To ensure that your graph does not become infinite, use one of the following two approaches:

  • Extend an existing step by implementing select_outlets to explicitly control the flow and prevent cycles. Example:

class MyStep:
    def do(self, event):
        # Process the event
        ...
        return event

    def select_outlets(self, event):
        if event["should_continue"]:
            return ["continue"]
        return ["stop"]
  • Implement a custom step that inherits from Choice. Override the select_outlets method to control which outlets are selected at runtime. Example:

import storey


class MyChoiceStep(storey.Choice):
    def select_outlets(self, event):
        if event["should_continue"]:
            return ["continue"]
        return ["stop"]

The list returned by select_outlets must include only valid step names that follow the current step in the graph flow. If the current step is the responder, use Complete as the outlet name to exit the graph and return the response.

Serving function using Kafka queue and serving child function#

Queues accept data from one or more source steps and publish to one or more output steps. You can use them to send events from one part of a graph to another and to decouple the processing of those parts.

graph = fn_serving.set_topology("flow", engine="async")
fn_child = fn_serving.add_child_function("nuclio-log-ds", "nuclio_log_dataset.py", "mlrun/mlrun")

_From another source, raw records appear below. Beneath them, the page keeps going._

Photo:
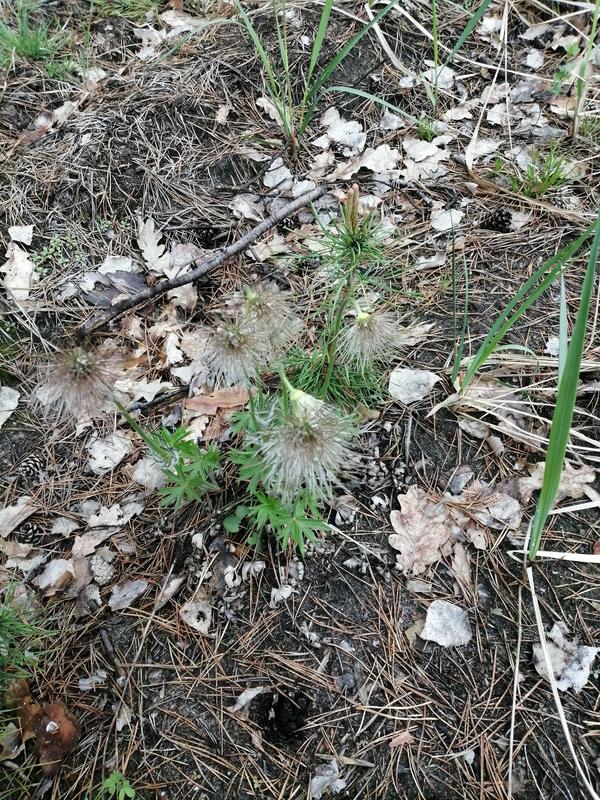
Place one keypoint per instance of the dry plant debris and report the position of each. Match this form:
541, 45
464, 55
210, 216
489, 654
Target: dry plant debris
380, 662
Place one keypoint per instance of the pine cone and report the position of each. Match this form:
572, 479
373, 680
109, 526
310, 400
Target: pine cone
31, 467
499, 220
29, 532
102, 567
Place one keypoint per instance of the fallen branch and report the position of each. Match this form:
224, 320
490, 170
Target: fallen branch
204, 265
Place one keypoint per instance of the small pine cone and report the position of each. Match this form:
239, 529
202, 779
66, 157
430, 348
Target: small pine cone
29, 532
286, 225
499, 220
31, 467
102, 567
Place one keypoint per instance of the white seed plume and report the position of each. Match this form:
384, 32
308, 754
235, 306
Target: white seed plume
305, 449
371, 336
265, 307
77, 383
236, 352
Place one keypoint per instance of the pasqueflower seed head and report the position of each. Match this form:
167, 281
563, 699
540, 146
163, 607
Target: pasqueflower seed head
267, 308
305, 448
77, 383
236, 352
371, 336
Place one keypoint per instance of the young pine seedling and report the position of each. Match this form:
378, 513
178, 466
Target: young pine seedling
293, 445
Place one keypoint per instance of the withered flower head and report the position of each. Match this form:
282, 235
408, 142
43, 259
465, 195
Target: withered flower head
236, 352
77, 383
305, 448
371, 336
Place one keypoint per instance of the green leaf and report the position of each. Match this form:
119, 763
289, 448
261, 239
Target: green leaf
541, 280
374, 99
469, 28
565, 403
231, 524
319, 39
312, 96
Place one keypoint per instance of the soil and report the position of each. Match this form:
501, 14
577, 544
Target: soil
342, 668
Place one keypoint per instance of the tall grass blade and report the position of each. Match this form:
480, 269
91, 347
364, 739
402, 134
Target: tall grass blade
465, 321
563, 330
581, 83
541, 280
374, 99
281, 30
272, 84
469, 28
319, 39
565, 404
313, 92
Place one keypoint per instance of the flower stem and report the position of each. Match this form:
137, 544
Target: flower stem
342, 300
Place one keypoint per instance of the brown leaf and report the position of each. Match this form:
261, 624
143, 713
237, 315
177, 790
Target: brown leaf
218, 425
10, 742
422, 528
17, 697
57, 733
235, 397
402, 739
573, 481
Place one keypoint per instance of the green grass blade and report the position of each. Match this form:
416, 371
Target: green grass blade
374, 99
469, 28
563, 330
273, 85
460, 347
541, 279
565, 404
281, 30
319, 39
312, 95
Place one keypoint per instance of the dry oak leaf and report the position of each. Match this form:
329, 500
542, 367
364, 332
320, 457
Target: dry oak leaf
57, 733
235, 397
573, 481
423, 530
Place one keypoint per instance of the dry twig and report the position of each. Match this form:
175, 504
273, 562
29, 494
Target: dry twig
203, 267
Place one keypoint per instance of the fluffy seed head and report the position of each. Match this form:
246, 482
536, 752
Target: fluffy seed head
306, 448
236, 352
266, 307
371, 336
77, 383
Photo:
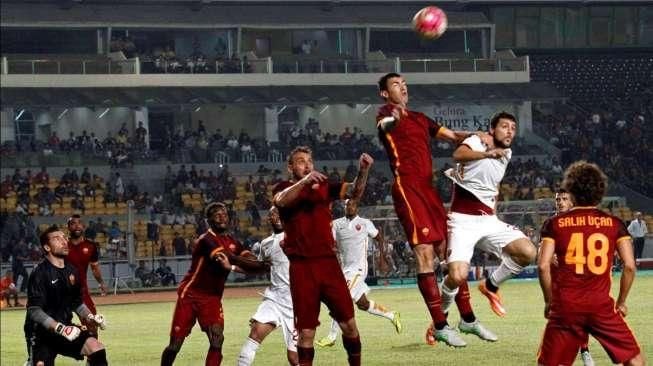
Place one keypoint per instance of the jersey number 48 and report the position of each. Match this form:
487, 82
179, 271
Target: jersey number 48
597, 253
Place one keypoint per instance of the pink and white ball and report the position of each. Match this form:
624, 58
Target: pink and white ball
430, 22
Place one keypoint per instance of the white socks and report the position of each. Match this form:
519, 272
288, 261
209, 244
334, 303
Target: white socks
447, 295
248, 352
380, 310
335, 330
507, 270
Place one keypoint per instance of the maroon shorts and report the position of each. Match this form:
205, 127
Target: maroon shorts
565, 334
315, 280
206, 309
88, 301
420, 210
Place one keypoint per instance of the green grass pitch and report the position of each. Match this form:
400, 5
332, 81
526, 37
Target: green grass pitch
137, 333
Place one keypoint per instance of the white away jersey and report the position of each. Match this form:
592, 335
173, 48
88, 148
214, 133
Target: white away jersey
480, 177
279, 289
352, 239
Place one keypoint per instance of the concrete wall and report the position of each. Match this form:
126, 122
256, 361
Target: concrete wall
7, 126
235, 118
78, 119
216, 80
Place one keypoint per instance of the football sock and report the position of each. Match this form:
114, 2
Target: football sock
213, 357
98, 358
335, 330
463, 303
431, 295
305, 355
448, 295
504, 272
248, 352
353, 347
380, 310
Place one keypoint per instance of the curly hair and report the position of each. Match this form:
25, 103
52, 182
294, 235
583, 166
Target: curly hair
212, 207
297, 150
586, 182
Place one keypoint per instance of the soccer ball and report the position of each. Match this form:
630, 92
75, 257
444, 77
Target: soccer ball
430, 22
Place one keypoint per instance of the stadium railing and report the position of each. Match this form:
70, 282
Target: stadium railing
266, 66
46, 66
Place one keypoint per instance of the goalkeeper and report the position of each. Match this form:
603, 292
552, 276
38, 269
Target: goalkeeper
53, 294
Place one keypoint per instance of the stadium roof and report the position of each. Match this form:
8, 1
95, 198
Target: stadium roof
225, 15
271, 95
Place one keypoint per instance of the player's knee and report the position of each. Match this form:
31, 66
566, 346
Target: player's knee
98, 358
174, 345
528, 255
349, 328
636, 361
216, 336
293, 358
363, 303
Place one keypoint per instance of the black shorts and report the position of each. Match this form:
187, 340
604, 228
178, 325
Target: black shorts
46, 346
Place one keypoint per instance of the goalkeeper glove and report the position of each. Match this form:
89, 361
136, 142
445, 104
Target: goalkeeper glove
98, 319
70, 332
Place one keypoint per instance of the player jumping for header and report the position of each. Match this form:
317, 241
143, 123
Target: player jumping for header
482, 163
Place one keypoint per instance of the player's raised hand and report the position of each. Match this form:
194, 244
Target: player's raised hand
223, 260
99, 320
313, 179
497, 153
398, 112
622, 309
365, 161
486, 138
70, 332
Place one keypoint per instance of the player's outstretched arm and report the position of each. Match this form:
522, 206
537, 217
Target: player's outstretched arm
464, 153
289, 196
249, 263
365, 163
37, 315
455, 137
625, 250
547, 250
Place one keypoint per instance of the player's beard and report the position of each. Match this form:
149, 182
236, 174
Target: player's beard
61, 254
217, 228
500, 144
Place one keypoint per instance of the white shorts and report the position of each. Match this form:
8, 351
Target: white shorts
281, 316
485, 232
356, 284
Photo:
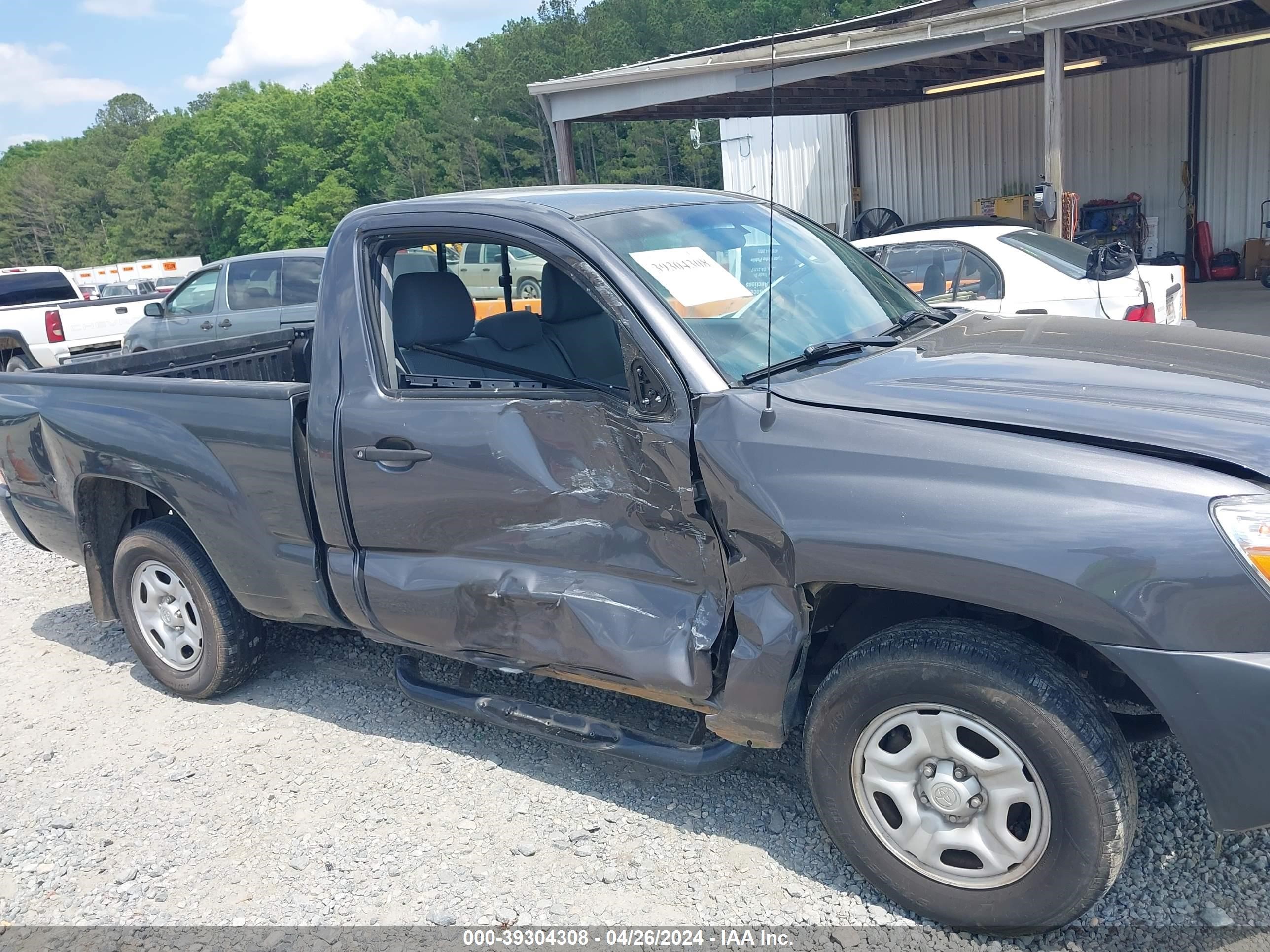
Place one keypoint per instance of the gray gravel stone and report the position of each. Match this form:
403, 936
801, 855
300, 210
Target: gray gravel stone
1217, 918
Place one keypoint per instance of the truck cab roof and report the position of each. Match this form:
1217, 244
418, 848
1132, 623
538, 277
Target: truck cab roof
570, 201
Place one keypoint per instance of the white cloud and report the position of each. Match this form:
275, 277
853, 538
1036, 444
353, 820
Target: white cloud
120, 8
301, 38
31, 82
25, 137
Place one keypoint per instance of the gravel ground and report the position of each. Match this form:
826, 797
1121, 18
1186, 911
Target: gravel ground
319, 796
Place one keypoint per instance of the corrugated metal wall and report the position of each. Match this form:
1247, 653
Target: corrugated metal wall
1235, 163
1127, 133
813, 174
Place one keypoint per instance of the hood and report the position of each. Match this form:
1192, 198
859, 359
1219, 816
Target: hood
1181, 390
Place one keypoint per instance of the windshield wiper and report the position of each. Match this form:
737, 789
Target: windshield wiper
939, 315
814, 353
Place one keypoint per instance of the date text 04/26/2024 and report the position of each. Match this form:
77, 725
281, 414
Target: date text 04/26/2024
638, 937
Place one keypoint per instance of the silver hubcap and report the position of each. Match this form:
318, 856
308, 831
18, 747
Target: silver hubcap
166, 613
952, 796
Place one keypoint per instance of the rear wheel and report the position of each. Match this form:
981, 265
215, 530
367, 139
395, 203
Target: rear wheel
971, 777
181, 618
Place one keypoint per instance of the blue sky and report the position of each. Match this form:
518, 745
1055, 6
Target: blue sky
60, 60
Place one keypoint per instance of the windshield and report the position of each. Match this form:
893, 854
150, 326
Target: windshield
1057, 253
709, 263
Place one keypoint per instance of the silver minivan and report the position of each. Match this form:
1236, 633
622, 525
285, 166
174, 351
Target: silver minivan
232, 298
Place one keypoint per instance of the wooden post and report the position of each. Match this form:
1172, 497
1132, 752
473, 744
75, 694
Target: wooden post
1055, 122
567, 173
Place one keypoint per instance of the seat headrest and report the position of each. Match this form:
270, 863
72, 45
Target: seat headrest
563, 299
511, 331
431, 307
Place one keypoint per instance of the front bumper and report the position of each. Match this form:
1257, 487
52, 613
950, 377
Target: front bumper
10, 516
1218, 708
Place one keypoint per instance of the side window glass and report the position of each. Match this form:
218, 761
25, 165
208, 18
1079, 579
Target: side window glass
978, 281
926, 270
197, 298
253, 285
300, 278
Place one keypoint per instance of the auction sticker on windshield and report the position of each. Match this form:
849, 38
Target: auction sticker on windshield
695, 280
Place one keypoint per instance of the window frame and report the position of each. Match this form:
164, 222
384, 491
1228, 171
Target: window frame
388, 378
229, 268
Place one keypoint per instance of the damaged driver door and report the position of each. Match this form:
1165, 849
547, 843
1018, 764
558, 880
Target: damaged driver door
540, 528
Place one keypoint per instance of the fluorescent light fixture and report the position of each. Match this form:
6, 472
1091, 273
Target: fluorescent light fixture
1234, 40
1013, 76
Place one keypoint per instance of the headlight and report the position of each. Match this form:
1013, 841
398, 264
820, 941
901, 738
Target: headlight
1246, 526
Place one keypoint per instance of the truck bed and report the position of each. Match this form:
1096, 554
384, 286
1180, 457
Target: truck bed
276, 356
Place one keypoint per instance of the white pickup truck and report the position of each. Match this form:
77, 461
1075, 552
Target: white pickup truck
45, 322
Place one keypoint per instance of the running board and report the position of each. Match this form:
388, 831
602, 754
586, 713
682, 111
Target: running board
567, 728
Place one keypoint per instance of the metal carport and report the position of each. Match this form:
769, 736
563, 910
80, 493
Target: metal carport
893, 58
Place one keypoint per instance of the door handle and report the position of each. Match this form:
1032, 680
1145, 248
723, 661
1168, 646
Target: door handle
378, 455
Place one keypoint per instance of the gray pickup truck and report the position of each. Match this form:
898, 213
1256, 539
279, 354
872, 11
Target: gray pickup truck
731, 466
233, 298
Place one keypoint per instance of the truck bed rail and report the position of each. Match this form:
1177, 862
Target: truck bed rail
280, 356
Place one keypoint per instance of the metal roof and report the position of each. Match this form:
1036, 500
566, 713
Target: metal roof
889, 58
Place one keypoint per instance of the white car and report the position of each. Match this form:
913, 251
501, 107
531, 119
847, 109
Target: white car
45, 319
1011, 270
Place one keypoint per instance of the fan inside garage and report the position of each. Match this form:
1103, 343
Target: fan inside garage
876, 221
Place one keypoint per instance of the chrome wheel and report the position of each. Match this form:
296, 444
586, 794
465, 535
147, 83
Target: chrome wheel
166, 613
951, 796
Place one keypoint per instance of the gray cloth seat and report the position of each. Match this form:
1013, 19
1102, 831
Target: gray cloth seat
581, 329
433, 309
934, 283
520, 342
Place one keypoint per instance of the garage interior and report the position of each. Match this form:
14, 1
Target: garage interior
929, 108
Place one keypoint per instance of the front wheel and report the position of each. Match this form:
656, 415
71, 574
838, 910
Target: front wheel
971, 777
182, 621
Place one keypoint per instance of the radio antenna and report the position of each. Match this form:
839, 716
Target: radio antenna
769, 417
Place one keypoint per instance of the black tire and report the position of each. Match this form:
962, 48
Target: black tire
233, 640
1032, 699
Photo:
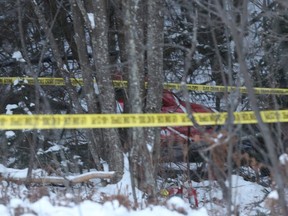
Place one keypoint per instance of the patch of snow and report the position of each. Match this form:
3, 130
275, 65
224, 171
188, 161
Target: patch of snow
91, 19
10, 134
273, 195
10, 107
283, 158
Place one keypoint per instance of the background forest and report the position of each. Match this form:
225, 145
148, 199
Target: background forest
210, 42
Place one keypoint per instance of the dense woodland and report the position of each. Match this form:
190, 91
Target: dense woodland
209, 42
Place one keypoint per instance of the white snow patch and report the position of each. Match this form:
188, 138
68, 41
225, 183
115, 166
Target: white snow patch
10, 107
283, 159
91, 19
18, 56
273, 195
10, 134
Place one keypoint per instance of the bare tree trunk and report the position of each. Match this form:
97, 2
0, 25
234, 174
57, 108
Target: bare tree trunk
94, 136
99, 39
155, 41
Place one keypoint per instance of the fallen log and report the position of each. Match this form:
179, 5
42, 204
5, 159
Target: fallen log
57, 180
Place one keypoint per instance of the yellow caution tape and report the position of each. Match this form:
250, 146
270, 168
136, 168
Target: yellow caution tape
124, 84
73, 121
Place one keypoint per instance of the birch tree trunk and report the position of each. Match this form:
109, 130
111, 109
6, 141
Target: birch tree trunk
99, 39
155, 79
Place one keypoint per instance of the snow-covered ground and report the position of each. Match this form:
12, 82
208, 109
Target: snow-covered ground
98, 200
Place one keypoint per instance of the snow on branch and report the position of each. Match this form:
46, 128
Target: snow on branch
39, 177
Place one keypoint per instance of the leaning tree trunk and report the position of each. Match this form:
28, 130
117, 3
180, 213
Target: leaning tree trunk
99, 39
155, 40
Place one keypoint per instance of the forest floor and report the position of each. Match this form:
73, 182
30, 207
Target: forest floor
248, 198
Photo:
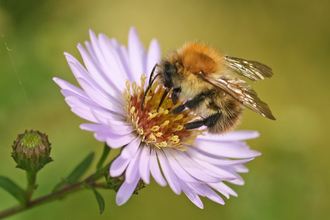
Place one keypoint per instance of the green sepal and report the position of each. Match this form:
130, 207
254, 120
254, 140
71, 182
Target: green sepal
98, 196
106, 151
13, 189
77, 173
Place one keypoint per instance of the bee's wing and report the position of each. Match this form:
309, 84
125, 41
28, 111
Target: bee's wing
253, 70
242, 92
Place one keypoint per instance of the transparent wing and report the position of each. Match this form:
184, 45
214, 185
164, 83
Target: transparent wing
253, 70
242, 92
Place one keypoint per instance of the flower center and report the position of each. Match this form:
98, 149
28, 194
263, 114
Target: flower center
156, 124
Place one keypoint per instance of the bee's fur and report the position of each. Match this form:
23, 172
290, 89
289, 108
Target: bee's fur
182, 74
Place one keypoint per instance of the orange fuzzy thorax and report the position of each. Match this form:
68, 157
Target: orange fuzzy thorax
196, 58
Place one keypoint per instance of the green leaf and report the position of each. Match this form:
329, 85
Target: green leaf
13, 189
106, 151
76, 174
98, 196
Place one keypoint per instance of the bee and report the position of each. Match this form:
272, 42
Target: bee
208, 83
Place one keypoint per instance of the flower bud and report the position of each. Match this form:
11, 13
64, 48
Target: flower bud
31, 151
116, 182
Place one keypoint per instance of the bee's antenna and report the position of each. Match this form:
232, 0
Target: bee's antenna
151, 81
163, 97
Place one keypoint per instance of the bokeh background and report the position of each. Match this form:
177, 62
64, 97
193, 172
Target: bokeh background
291, 178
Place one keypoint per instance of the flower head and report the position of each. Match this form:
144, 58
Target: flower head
154, 140
31, 151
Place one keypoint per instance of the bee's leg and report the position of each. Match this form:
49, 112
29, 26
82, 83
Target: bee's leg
189, 104
209, 122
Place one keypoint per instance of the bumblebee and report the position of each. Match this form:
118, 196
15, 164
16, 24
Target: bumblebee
208, 83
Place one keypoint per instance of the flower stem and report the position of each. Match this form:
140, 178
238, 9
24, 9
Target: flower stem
53, 196
31, 179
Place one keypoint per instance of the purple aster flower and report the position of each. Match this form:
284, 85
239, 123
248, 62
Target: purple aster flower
113, 84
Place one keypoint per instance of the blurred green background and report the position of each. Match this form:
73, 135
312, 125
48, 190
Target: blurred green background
291, 178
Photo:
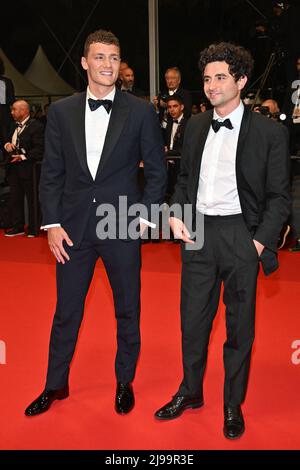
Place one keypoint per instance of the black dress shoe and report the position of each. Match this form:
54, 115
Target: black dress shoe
234, 425
45, 400
124, 401
13, 232
177, 406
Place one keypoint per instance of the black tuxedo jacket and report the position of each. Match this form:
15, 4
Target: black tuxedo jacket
67, 188
31, 140
262, 173
178, 138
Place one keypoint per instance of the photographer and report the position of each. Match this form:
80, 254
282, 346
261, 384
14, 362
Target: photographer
173, 80
270, 109
25, 147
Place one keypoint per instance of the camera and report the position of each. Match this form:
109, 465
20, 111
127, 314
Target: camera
265, 111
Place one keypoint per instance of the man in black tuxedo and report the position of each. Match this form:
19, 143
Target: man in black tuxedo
173, 136
234, 171
25, 148
94, 143
173, 84
7, 98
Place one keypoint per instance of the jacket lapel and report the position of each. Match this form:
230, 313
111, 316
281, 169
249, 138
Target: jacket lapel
119, 114
199, 147
78, 130
243, 134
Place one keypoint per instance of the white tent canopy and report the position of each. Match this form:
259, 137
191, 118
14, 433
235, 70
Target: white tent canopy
43, 75
23, 88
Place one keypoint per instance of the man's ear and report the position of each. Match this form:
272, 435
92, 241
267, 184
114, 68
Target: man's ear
242, 82
84, 63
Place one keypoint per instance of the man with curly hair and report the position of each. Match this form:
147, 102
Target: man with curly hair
234, 172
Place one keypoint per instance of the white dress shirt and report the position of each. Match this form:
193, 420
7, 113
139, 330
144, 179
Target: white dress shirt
217, 189
18, 130
96, 124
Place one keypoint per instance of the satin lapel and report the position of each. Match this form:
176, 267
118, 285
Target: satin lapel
243, 133
199, 147
78, 130
119, 114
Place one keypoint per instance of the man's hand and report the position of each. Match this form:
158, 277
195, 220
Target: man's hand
259, 247
179, 229
56, 236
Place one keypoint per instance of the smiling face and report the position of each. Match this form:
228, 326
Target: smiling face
221, 88
102, 65
175, 109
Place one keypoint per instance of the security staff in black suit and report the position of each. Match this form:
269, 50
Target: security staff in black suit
235, 172
25, 148
7, 98
94, 143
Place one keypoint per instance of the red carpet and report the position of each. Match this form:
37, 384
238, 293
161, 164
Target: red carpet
86, 420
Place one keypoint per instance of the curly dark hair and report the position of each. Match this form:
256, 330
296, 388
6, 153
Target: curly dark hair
239, 59
105, 37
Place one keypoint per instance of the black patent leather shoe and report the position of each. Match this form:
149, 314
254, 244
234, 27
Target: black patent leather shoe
45, 400
234, 425
177, 406
124, 401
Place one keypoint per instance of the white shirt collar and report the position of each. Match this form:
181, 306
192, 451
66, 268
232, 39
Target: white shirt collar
235, 116
110, 95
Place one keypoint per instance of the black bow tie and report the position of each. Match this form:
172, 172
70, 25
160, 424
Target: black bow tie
95, 104
217, 124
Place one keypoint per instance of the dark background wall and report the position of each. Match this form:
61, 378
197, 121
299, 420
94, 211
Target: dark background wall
186, 27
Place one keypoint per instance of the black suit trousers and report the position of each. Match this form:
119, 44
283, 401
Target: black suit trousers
122, 263
21, 184
228, 256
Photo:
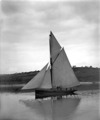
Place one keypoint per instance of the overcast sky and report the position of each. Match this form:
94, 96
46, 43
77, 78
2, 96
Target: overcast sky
25, 26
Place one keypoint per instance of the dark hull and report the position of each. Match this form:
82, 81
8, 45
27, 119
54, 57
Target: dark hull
44, 93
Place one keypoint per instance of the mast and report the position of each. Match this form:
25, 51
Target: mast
50, 59
54, 51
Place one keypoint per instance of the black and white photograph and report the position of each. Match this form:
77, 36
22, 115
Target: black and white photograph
49, 60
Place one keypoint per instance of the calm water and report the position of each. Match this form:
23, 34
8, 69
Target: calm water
25, 107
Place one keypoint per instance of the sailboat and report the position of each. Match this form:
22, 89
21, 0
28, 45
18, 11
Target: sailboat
56, 78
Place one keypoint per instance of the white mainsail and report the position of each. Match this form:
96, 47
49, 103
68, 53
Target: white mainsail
37, 80
54, 47
62, 73
46, 83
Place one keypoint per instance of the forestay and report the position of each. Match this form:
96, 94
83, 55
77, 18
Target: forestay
62, 73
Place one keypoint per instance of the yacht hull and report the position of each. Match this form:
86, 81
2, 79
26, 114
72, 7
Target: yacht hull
44, 93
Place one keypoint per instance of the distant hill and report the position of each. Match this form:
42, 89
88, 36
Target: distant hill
84, 74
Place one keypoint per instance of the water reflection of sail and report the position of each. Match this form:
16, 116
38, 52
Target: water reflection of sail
54, 109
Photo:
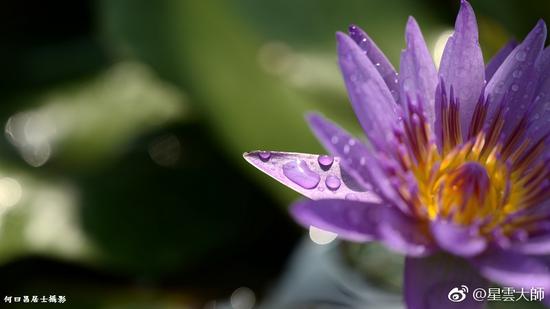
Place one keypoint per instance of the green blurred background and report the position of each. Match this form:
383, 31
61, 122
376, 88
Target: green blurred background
121, 178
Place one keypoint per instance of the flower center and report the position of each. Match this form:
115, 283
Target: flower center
465, 185
488, 180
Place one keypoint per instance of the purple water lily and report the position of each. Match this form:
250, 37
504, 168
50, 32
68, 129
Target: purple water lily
455, 174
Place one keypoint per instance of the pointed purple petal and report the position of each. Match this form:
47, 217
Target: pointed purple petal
314, 176
418, 76
370, 97
462, 64
459, 240
357, 159
429, 281
513, 269
498, 59
364, 221
377, 57
514, 83
405, 235
541, 109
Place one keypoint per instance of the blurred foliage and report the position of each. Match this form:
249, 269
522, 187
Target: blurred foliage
126, 121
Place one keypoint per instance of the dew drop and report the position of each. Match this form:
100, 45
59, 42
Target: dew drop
299, 173
332, 182
264, 155
325, 162
521, 55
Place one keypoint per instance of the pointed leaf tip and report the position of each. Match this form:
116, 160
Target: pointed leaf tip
314, 176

graph.to(name="PrintEvent", handler="print_event").to(
    name="ExtendEvent",class_name="storey.Extend", _fn='({"extend": "something"})').to(
    name="PrintExEvent", handler="print_event").to(
    ">>", "OutputStream", path=topic_out, kafka_brokers=brokers).to(
    name="Log-ds", function="log-ds",handler="save_record").to(
    name="PrintEventLog", handler="print_event_log", function="log-ds")

graph.plot(rankdir="LR")


graph-flow

addr_serving = fn_serving.deploy()
events = [{"int": 2, "x2": 2 * 2} ]
payload = {"records": events}
result = fn_serving.invoke("", body=payload)

Currently, queues support Iguazio V3IO and Kafka streams. See more about Kafka in Kafka stream example.